Center for Metabolomic Studies Seminar Series Featuring Corey Broeckling, PhD
Presentation: “The Core Metabolome: Developing Metabolomics for the Masses”
Speaker: Corey Broeckling, PhD
Bioanalysis and Omics Center, Analytical Resources Core
Colorado State University, Fort Collins, CO
Abstract:
Untargeted metabolomics aspires to comprehensively measure all small molecules in any given sample. Achieving this aspirational goal is especially challenging for metabolomics, as compared to other ‘omic’ approaches, due to the heterogeneity in both the source of small molecules in biological samples and in chemical structure and properties. Analytical and informatics approaches to these challenges must therefore embrace these sources of small molecule heterogeneity. This seminar will review the chemical diversity of the human metabolome, the analytical challenges associated with capturing this diversity, and the constraints imposed by metabolomics informatics approaches that fail to acknowledge these challenges. Analytical and informatics solutions to these challenges exist, and this seminar will highlight the utility of these approaches in biomedical case studies, including applications to environmental exposure, nutritional chemistry, and large-scale disease biomarker studies.
About the Speaker:
Dr. Corey Broeckling is a trained biologist, with a B.S in Environmental Science from Quincy University, an M.S. in Entomology from Virginia Tech, and a PhD in Cell and Molecular Biology from Colorado State University.
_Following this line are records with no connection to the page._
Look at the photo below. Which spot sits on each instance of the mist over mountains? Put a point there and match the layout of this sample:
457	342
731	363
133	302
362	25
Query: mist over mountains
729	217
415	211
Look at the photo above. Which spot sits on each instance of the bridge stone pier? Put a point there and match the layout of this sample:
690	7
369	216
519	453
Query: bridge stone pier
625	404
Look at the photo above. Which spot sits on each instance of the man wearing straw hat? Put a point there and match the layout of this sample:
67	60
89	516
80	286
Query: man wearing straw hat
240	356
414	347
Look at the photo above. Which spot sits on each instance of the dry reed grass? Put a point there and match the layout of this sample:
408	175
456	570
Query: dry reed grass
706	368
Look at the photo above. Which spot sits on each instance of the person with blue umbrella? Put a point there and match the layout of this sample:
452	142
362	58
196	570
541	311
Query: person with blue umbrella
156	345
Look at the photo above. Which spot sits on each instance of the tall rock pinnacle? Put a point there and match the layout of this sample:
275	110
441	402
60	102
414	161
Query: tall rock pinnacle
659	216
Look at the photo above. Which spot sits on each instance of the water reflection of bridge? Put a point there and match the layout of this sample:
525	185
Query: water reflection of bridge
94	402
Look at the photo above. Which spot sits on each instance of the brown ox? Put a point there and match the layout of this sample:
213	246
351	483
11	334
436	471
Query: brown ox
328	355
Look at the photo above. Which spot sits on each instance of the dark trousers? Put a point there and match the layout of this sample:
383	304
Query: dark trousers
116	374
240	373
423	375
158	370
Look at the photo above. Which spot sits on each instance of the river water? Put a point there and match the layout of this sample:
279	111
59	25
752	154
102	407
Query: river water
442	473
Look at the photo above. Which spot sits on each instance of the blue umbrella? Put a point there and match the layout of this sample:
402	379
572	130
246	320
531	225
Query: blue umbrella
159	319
He started in metabolomics prior to his PhD, when he worked for three years with Dr. Lloyd Sumner in plant metabolomics. Following his PhD, he became associate director of the Colorado State University Proteomics and Metabolomics, an organization he directs in its new structure as the Bioanalysis and Omics Center of the Analytical Resources Core (ARC-BIO). His research centers at the intersection of informatics, analytical chemistry, and biology, with a focus on developing solutions which are objective, broadly adaptable, and valuable for deriving knowledge from data.